P!nk verbiegt mit reiner Gedankenkraft im Wiener Happel-Stadion Straßenlaternen.

Foto: APA/Hans Punz

Es beginnt spät, aber immerhin beginnt es endlich. Nach endlosem, bis zum Dunkelwerden anhaltenden Vorgeplänkel von einem mit akustischer Gitarre bewaffneten Schihütten-Entertainer namens Vance Joy, der uns unter anderem mit einer Coverversion von Lionel Richies "All Night Long" sedierte, war es noch keinesfalls so weit.

Vorher beglückte uns noch ein an Aufmerksamkeitsstörung leidender DJ mit dem originellen Kampfnamen KidCutUp. Der spulte in nur einer halben Stunde das gesamte Wochenprogramm von Radio Wien in jeweils einminütigen Häppchen zum Mitpaschen ab.
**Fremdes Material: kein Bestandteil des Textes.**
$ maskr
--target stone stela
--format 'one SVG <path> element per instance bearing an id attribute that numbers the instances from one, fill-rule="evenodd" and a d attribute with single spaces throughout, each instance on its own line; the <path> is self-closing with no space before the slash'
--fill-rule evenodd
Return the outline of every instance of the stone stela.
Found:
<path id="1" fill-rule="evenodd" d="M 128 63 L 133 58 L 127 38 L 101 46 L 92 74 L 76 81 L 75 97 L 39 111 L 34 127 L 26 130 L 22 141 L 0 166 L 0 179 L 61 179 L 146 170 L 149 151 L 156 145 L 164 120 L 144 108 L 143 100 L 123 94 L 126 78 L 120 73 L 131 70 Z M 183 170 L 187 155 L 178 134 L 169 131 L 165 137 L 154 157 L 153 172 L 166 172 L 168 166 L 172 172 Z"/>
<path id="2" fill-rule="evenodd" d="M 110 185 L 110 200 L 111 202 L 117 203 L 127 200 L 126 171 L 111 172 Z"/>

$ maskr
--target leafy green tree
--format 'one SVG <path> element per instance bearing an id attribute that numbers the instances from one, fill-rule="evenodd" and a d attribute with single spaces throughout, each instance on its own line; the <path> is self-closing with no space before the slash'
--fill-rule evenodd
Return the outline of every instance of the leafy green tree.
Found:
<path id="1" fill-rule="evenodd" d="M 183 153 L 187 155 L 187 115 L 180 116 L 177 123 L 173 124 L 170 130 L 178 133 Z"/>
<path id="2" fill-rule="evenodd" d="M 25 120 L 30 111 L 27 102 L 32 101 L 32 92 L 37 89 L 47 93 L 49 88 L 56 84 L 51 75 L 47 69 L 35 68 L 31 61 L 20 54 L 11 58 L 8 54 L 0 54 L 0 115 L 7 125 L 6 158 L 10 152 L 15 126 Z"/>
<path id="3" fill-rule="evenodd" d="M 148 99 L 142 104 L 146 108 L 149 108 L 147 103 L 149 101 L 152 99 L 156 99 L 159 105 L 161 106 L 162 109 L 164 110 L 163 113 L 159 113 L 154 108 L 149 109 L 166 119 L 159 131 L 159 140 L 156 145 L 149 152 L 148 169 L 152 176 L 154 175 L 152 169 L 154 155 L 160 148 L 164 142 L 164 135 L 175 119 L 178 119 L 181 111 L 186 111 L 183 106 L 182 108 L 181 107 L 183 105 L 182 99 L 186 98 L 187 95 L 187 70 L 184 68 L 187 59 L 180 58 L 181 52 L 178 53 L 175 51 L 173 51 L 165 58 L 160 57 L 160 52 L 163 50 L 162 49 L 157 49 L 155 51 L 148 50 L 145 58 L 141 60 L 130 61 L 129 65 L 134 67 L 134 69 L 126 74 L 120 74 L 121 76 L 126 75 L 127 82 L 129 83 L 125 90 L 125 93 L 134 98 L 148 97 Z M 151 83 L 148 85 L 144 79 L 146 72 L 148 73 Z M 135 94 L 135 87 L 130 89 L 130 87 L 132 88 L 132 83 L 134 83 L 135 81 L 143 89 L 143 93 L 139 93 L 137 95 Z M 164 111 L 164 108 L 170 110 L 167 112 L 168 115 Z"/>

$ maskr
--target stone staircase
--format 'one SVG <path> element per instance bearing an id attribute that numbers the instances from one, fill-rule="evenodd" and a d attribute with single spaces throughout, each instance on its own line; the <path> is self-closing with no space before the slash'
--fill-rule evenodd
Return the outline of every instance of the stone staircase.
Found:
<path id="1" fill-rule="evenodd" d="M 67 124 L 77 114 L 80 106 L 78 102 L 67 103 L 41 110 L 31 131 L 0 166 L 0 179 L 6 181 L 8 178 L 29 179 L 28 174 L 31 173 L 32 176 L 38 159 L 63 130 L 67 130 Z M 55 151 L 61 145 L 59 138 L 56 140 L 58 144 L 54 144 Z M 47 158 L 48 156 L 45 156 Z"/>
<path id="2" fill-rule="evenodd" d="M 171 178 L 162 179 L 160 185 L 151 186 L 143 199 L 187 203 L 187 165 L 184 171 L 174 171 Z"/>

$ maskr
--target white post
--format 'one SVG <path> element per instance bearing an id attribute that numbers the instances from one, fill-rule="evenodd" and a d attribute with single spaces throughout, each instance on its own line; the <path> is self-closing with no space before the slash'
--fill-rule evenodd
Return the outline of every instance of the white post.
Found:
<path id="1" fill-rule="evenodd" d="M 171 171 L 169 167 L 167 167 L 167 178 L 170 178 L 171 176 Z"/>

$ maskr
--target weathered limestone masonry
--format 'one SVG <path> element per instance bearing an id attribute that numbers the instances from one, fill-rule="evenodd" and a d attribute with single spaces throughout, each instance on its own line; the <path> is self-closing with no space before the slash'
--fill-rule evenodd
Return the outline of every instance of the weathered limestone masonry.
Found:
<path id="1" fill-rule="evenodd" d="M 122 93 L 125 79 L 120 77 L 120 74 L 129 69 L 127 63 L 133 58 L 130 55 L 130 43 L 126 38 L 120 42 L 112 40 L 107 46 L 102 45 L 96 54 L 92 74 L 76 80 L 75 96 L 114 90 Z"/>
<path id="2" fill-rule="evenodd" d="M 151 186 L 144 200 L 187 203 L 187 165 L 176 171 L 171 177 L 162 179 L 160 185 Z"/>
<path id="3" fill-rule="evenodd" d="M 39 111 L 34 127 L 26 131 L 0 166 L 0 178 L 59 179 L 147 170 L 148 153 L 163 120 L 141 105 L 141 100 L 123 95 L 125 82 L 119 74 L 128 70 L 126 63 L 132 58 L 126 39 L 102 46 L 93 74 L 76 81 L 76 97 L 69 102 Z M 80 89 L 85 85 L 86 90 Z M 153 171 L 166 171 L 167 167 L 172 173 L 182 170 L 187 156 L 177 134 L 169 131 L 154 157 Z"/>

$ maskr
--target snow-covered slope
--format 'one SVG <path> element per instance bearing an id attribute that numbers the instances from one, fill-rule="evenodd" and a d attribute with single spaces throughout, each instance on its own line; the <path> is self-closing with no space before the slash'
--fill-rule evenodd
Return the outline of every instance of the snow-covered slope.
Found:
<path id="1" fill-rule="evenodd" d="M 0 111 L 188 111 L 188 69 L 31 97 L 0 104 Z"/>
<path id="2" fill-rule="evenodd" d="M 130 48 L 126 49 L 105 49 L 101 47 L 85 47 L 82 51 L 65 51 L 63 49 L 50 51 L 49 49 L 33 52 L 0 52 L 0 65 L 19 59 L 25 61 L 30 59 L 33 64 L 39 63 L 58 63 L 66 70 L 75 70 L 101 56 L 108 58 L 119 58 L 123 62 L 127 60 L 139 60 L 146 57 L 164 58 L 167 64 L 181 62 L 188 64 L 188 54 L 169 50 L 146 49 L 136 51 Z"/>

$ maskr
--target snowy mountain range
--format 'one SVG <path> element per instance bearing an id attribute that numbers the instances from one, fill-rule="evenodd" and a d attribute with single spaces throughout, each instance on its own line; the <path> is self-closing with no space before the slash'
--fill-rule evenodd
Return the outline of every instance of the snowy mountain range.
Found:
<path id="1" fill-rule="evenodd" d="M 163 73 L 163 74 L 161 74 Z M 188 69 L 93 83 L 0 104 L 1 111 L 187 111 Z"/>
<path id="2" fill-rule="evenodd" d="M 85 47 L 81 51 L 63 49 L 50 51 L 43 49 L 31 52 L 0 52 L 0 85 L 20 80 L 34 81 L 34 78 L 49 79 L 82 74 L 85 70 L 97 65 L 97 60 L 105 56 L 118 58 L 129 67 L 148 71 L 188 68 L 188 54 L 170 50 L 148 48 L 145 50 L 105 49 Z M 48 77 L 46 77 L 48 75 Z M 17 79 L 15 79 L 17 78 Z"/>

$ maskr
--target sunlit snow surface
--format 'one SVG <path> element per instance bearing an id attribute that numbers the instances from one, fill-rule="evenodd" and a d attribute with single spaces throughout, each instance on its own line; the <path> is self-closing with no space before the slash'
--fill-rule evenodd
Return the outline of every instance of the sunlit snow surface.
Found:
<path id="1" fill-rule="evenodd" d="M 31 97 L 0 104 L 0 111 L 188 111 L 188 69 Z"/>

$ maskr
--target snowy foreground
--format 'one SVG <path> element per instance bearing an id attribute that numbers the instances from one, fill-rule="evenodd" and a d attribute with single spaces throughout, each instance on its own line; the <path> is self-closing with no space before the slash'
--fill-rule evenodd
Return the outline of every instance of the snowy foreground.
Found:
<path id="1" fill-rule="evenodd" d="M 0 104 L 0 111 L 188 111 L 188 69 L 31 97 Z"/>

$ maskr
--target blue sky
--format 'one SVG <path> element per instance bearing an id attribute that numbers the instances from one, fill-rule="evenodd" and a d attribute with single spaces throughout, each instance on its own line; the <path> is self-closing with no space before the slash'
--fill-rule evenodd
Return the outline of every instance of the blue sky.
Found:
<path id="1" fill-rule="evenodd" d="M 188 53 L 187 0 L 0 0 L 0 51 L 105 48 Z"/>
Von A wie Queen und "We Will Rock You" über Gütiger Gott wie "Major Tom" (Völlig losgelöst) und Peter "Ich rechne noch in Schilling" bis zu Z wie Nena und "Irgendwie, Irgendwo, Irgendwann" blieb kein Auge trocken.

Lass die Party beginnen

Dementsprechend musste dann P!nk nach 21 Uhr nach guter amerikanischer Showsitte mit einem Paukenschlag beginnen. "Get The Party Started", das berühmte Lied, das weitgehend ohne Akkordwechsel auskommt, dafür aber im angezogenen Viervierteltakt mächtig gegen die hinteren Publikumsreihen schiebt, wird von P!nk oben auf einem Luster über der Bühne hängend gesungen.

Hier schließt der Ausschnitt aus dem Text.